The Citizens Advice Bureau saw all this a mile off: they raised the issue of cost back in their January 2012 investigation (called Right First Time) into the accuracy (or otherwise) of ESA reports. The CAB observed then that: “In many cases, NHS doctors will charge an average of £30 (we have evidence of consultants charging £200 an hour) for medical evidence and few people on low incomes can afford to pay this much out of an income of £67.50 ESA (assessment phase rate) per week.” That was over 18 months ago. As the number of appeals skyrocketed, this problem could only grow.
And it’s grown into a right disaster. When the Bro Taf story broke, the disability campaigner Sue Marsh wrote about Mark Hoban’s attempts to shift responsibility for the ever-burgeoning appeal rate: as she said here, Hoban has implied that the high rate of ESA appeals is at least in part because people don’t have enough medical evidence:
“DWP ministers have blamed the staggering 43 per cent ESA (Employment and Support Allowance) appeal rate on claimants not requesting and submitting enough medical evidence. As Mark Hoban claimed, “What’s happening too often is people are suggesting to claimants ‘oh, just leave the medical evidence until the appeal’ – there’s a shared responsibility here.”
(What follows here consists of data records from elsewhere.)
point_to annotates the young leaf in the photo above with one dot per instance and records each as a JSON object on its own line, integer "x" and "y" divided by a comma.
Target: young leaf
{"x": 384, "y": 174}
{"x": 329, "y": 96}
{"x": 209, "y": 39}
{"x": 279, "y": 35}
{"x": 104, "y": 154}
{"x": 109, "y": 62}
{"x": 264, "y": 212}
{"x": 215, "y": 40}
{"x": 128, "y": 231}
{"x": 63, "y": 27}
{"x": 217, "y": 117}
In theory, within the claim process, Atos is expected to request evidence from a claimant’s doctor when the claimant is likely to be placed in the Support Group. For the year up to October 2012, Atos only requested such evidence (as an ESA113 form) in 27.2 per cent of all ESA referrals; 23.8 per cent of these were not returned by GPs.” The DWP would have us believe that extra sourcing of information is a robust part of the WCA process: when we asked why it was trying to overturn the Upper Tribunal decision on mental health claimants, the department said: “Atos healthcare professionals will continue to seek further medical evidence in accordance with the Department’s guidelines.” Doesn’t sound like that’s going too well.
Sue Marsh tells us that Hoban needs to sort it out. “The ESA50 clearly suggests that a claimant sends in medical evidence from a consultant or GP that knows them best. If those medical professionals are now withholding that vital support and Mr Hoban insists that it is necessary for an accurate WCA decision, he MUST act immediately to make sure that medical professionals cannot refuse to provide this evidence and that they are not allowed to charge punitive fees for obtaining it.”